While in the distant team section, simply click Produce New and selectthe Duo RADIUS remote server.
You do not really need to specify a bunch.
Click on OK to save lots of the person group configurations.
Ultimately, configure the timeout.
The timeout is often improved through the Fortinet command line interface.
We propose expanding thetimeout to a minimum of 60 seconds.
Connect to the appliance CLI.
Enter config process world-wide.
Then enter set remoteauthtimeout 60.
Finally, enter end.
Right after installing and configuringDuo on your FortiGate VPN, exam your set up.

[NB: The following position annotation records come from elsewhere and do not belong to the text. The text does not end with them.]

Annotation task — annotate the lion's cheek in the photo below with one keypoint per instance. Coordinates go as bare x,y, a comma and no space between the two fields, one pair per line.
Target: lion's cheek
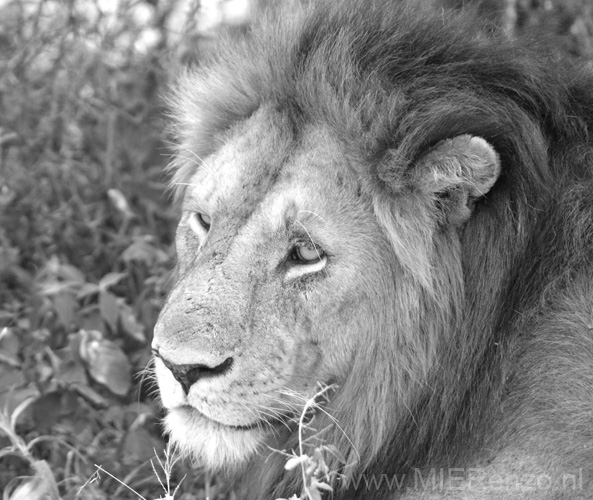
169,389
208,443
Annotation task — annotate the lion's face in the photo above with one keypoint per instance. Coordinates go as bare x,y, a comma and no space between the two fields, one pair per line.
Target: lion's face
280,261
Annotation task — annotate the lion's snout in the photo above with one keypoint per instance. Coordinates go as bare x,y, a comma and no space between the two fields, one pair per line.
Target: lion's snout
188,374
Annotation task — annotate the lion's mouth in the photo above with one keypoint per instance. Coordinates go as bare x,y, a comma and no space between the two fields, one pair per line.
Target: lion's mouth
282,419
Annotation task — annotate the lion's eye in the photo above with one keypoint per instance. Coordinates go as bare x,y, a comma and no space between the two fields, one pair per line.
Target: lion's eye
200,223
307,253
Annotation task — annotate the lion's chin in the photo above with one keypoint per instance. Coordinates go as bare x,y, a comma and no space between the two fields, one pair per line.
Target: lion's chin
213,445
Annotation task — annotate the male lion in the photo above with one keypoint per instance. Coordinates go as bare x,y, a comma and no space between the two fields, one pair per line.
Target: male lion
383,201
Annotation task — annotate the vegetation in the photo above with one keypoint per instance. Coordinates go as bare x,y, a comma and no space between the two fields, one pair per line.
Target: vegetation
86,239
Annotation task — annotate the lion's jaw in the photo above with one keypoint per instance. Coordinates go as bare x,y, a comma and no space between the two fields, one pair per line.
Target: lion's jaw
287,327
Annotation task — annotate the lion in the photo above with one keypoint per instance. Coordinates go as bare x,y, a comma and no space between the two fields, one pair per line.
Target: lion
390,206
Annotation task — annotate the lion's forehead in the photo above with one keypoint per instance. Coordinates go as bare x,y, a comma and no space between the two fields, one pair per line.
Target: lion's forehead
262,172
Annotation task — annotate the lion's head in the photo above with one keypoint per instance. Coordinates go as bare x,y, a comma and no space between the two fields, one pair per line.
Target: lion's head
357,184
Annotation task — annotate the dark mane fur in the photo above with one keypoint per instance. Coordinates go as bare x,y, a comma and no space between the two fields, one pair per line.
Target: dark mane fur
392,80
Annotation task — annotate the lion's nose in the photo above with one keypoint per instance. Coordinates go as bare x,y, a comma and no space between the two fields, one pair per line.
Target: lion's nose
188,375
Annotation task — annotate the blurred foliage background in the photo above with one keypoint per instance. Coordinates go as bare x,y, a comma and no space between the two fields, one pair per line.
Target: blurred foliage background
86,227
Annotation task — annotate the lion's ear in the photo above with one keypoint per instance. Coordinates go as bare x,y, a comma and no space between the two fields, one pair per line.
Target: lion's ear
455,173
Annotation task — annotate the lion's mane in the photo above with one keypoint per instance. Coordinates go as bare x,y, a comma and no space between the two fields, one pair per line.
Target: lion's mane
392,80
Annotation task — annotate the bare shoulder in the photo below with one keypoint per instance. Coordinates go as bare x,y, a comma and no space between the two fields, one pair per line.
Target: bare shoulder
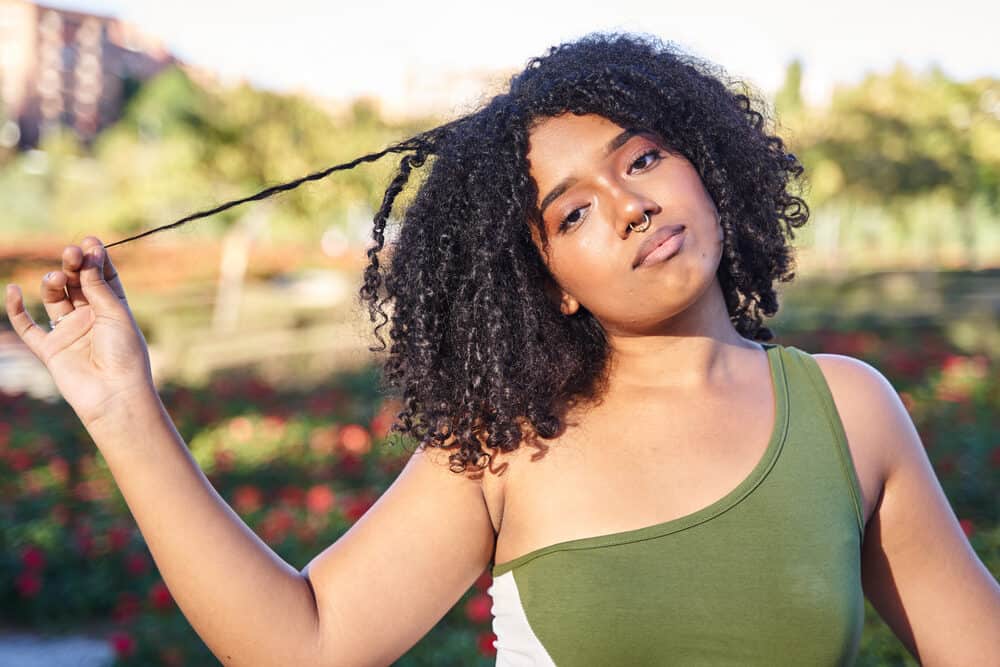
943,615
860,390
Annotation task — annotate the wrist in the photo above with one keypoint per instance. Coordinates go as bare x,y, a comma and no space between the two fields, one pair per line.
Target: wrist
128,409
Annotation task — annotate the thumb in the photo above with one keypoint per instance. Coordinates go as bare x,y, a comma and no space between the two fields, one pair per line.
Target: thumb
92,282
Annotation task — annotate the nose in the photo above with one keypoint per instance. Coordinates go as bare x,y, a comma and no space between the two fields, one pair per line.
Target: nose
629,206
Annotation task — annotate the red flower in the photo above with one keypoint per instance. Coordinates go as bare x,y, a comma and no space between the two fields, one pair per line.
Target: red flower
356,506
33,557
247,498
484,581
136,564
291,495
127,606
28,584
122,643
320,499
485,643
160,598
479,608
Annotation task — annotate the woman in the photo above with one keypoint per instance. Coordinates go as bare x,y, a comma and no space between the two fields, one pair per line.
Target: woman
577,292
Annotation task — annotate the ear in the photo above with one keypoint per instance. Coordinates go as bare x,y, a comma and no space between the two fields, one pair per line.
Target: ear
568,305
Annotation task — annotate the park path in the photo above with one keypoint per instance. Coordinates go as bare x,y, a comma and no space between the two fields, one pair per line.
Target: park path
18,649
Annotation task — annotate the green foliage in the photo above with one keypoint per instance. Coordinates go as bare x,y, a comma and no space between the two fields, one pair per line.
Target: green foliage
301,465
180,148
899,136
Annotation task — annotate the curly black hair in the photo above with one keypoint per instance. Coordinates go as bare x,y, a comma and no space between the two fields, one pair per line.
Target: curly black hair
481,355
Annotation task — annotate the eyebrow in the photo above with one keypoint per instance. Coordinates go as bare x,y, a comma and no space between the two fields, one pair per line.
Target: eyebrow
565,184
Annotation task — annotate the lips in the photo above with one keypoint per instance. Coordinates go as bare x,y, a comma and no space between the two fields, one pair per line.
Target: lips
654,240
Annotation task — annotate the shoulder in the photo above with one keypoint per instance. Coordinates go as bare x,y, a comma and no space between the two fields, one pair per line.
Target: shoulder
872,410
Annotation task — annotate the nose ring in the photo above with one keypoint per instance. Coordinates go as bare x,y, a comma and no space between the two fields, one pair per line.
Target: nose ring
646,222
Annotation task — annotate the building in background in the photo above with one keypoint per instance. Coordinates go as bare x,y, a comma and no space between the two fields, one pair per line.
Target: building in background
67,68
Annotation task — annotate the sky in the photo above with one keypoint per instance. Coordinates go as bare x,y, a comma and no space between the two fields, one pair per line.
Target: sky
342,49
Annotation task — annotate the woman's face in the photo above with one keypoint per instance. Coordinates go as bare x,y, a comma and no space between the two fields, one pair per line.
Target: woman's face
594,178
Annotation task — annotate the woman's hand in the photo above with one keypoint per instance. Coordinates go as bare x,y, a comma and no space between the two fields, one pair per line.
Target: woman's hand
96,354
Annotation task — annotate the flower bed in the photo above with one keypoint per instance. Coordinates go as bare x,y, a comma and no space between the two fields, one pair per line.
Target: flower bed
300,466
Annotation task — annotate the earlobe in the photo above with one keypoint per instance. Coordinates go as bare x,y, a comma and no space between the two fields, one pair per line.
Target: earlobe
569,305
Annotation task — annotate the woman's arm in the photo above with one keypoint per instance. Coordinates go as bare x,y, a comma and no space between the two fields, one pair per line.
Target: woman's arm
364,601
918,569
248,605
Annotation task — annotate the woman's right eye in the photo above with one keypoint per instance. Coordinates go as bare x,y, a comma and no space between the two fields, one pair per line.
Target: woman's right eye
570,220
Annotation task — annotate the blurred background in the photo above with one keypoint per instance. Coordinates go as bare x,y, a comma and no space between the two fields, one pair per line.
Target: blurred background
117,117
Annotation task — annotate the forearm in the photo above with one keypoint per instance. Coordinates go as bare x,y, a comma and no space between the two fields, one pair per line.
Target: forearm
248,605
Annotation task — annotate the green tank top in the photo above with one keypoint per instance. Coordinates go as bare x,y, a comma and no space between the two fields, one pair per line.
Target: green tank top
770,574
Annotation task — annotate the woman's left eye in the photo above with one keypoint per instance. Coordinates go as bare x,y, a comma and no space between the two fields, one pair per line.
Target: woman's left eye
641,162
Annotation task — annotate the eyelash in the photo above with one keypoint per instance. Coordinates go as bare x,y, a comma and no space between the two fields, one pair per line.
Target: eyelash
655,152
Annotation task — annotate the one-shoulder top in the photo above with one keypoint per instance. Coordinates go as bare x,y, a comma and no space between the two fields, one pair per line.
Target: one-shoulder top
769,574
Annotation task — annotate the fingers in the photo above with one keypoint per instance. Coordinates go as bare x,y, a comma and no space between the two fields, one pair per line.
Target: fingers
95,288
54,296
24,326
72,263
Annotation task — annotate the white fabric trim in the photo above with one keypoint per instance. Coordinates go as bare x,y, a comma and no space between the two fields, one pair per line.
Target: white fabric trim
516,643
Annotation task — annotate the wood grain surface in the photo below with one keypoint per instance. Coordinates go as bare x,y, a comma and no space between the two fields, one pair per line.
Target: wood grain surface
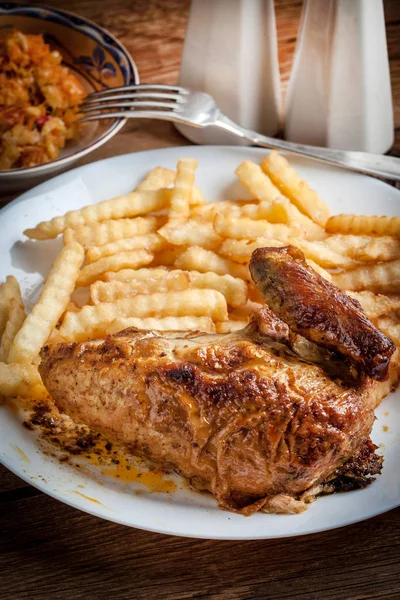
49,551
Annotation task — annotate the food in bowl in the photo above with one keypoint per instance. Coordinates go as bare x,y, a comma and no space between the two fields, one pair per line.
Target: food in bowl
38,102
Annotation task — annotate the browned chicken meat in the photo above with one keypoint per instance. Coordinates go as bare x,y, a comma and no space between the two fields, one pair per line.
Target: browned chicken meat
262,418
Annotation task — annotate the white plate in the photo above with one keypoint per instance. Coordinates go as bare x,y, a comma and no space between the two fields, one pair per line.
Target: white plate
184,512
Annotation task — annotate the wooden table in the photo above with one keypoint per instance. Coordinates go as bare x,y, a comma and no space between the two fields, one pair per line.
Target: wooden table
50,551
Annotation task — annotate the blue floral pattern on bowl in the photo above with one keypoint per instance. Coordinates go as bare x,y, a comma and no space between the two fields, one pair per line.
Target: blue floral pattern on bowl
104,62
97,65
97,58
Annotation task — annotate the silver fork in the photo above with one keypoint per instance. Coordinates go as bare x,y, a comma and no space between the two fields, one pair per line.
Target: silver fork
182,105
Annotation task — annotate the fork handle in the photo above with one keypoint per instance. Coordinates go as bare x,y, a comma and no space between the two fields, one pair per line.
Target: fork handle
373,164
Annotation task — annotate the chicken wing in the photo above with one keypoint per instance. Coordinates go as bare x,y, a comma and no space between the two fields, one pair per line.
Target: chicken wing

Start your FortiClientapplication that has a username that has been enrolled in Duo.
Once you enter your username and password, you will obtain an automaticpush or cell phone callback.
This consumer has already enrolled in Duo and activated the Duo Mobileapplication on their cell phone, so that they receive a Duo Pushnotification on their smartphone.
Open the notification, Examine the contextual details to substantiate the login is respectable, approve it, so you are logged in.
Be aware you can alsoappend a type issue to the tip of yourpassword when logging in to use a passcode ormanually pick a two-element authentication technique.
Reference the documentationfor more info.
You may have effectively established upDuo to your FortiGate SSL VPN.